Crediamo molto nel made in Italy

Le migliori opportunità sono agganciate alla crescita domestica” ripete più volte Giacomo Tilotta, gestore azionario di AcomeA SGR. È per questo che non solo il fondo AcomeA Italia - 95 titoli per un patrimonio di 57 milioni di euro -, ma anche l’azionario Europa - 150 titoli per quasi 86 milioni di asset gestiti -  investono moltissimo sul “made in Italy”. L’AcomeA Europa, per intenderci, circa il 40%. “L’Italia è ancora un Paese in ritardo, rispetto agli altri. Solo negli ultimi tre mesi si è registrato un PIL col segno più, ma le potenzialità sono buone e c’è un processo di consolidamento in atto che ci spinge ad essere positivi”, spiega subito l’esperto che ha cominciato l’attività lavorativa come portfolio manager presso la Sai AM, divenuta poi AcomeA SGR, inizialmente sul desk azionario italiano e successivamente su quello europeo.

Non sorprende sapere che il primo settore sul quale il gestore punta è quello finanziario, per le valutazioni e per i recenti cambiamenti normativi in atto, come quello inerente la procedura fallimentare: “da una parte sostiene il processo di consolidamento del settore bancario, dall’altra aiuta a risolvere problemi strutturali come la gestione dei crediti in sofferenza”. Poi c’è il settore Telecom, che sul mercato italiano è rappresentato principalmente da Telecom Italia, che è il primo titolo sul portafoglio europeo. 

“Ci piace perché esprime delle buone potenzialità con aspettative di miglioramento reddituale. La forte domanda di servizi sostenuta dalla rapida diffusione di nuove forme di tecnologia  è poi un valore aggiunto”. In Italia invece sono i titoli di Fiat Chrysler ad avere maggiore consistenza nel fondo. 

 

Opportunità small cap

Eppure nei portafogli gestiti da Tilotta, insieme al fondatore di AcomeA Roberto Brasca, non ci sono solo società di rilievo. “Non abbiamo limiti di dimensione. I nostri fondi si connotano anche per una buona presenza di small cap. Sull’Italia, ad esempio, c’è un grosso contributo di piccole imprese del settore tecnologico con un forte know-how, che spesso non sono nemmeno presenti sul FTSE MIB e che rappresentano buone opportunità d’investimento”, dice il manager. Il processo è lungo e paziente: si guarda il profilo finanziario dell’azienda, la struttura, il rapporto, il debito. 

Poi ci sono i parametri multipli di mercato: “Cerchiamo di confrontarli con le potenzialità.
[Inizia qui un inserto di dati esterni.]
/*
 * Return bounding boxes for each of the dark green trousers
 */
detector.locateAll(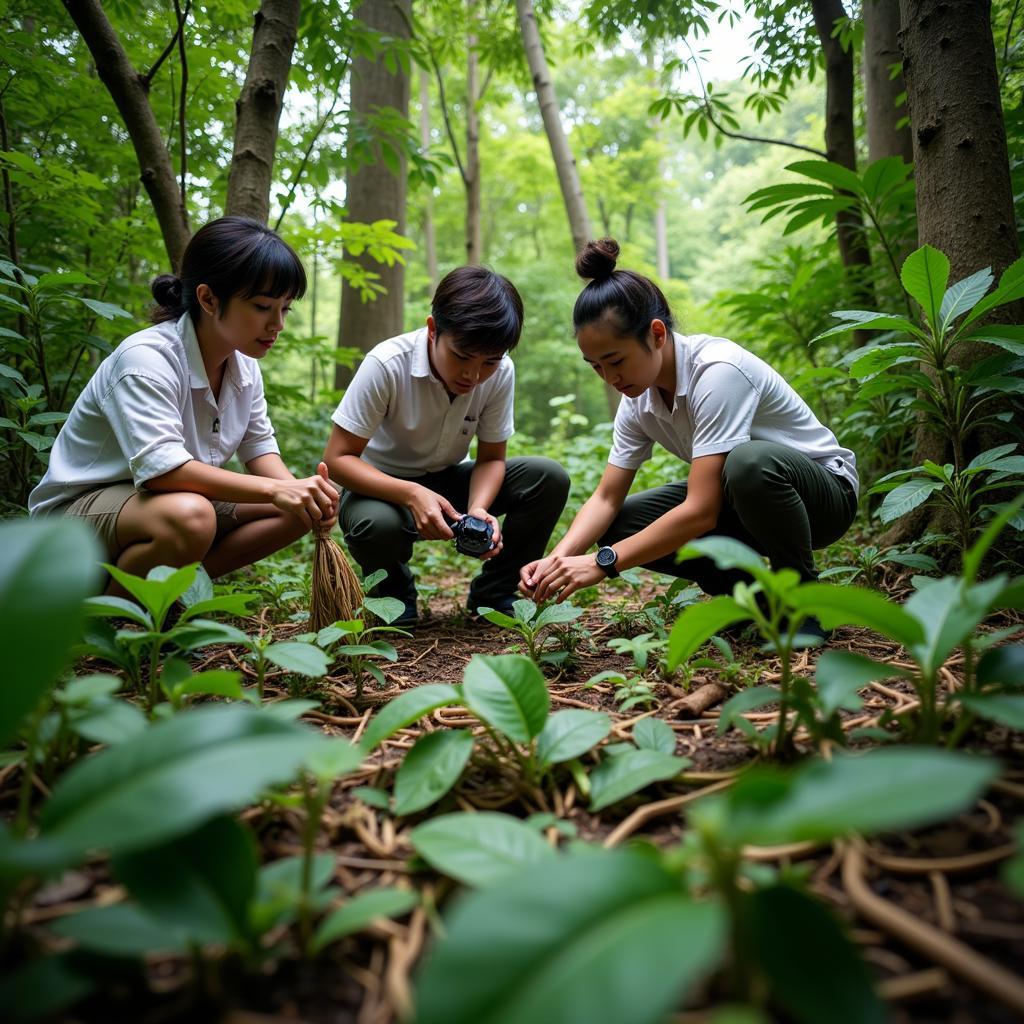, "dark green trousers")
[338,457,569,608]
[601,441,857,594]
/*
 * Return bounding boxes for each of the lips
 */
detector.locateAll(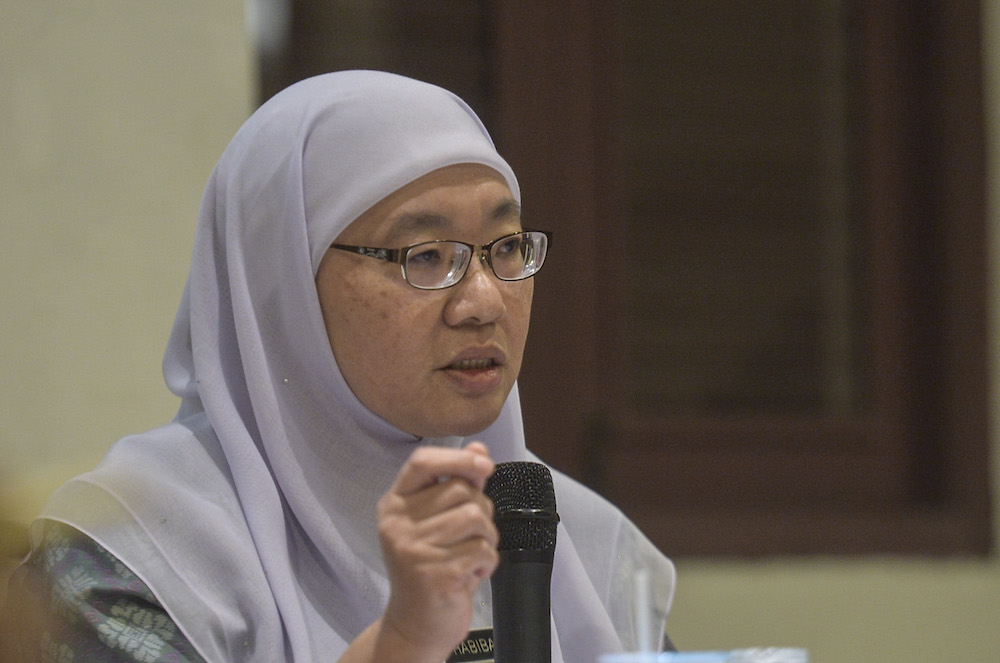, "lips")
[441,347,507,395]
[446,359,498,371]
[442,346,507,371]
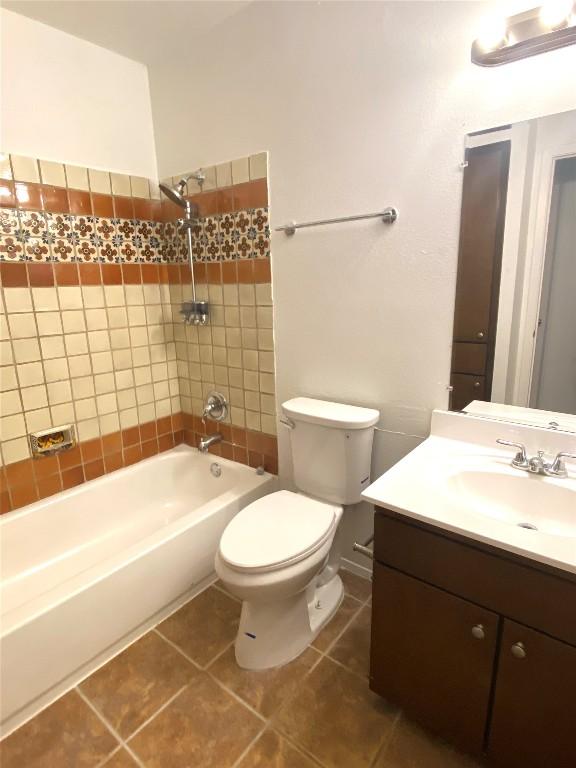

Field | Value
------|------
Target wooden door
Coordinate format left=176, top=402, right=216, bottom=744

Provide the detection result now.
left=370, top=563, right=499, bottom=754
left=488, top=620, right=576, bottom=768
left=451, top=141, right=510, bottom=408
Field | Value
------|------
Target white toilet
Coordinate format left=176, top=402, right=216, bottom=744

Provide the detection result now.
left=215, top=397, right=380, bottom=669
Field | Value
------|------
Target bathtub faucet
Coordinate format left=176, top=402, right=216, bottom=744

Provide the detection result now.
left=198, top=432, right=222, bottom=453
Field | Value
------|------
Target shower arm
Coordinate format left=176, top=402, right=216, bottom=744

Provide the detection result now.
left=185, top=201, right=196, bottom=304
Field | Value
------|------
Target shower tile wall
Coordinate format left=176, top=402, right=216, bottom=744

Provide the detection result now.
left=166, top=153, right=277, bottom=472
left=0, top=155, right=277, bottom=511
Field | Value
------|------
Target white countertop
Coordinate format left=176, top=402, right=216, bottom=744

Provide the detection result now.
left=362, top=412, right=576, bottom=573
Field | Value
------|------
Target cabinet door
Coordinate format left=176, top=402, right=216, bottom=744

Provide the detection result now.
left=488, top=620, right=576, bottom=768
left=370, top=563, right=498, bottom=753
Vediamo dov’è inserita la società, la qualità del management, le competenze e manteniamo un contatto diretto e frequente per seguire l’evoluzione delle linee guida dell’azienda”. D’altronde i fondi hanno un turnover molto basso: l’obiettivo è un investimento con un orizzonte temporale lungo, privilegiando il bottom up. “La nostra è una gestione attiva, per molti versi svincolata dal benchmark, ma costruita con gradualità. Difficilmente entriamo in maniera netta, siamo più propensi a procedere man mano, seguendo l’evoluzione del titolo. Lo stile è value, che molto spesso ci porta ad essere contrari al consensus di mercato”. Insomma, meglio non seguire le mode passeggere, essere flessibili, professionali e soprattutto appassionati. “Potrebbe sembrare un mondo asettico, ma i rapporti e i contatti che si creano, anche con i vertici di aziende e management, costituiscono un momento di crescita professionale e umana importante”, conclude Giacomo Tilotta. Che poi confessa: “d’altronde, se non credessi in questo modus operandi, nemmeno io investirei nel mio fondo”.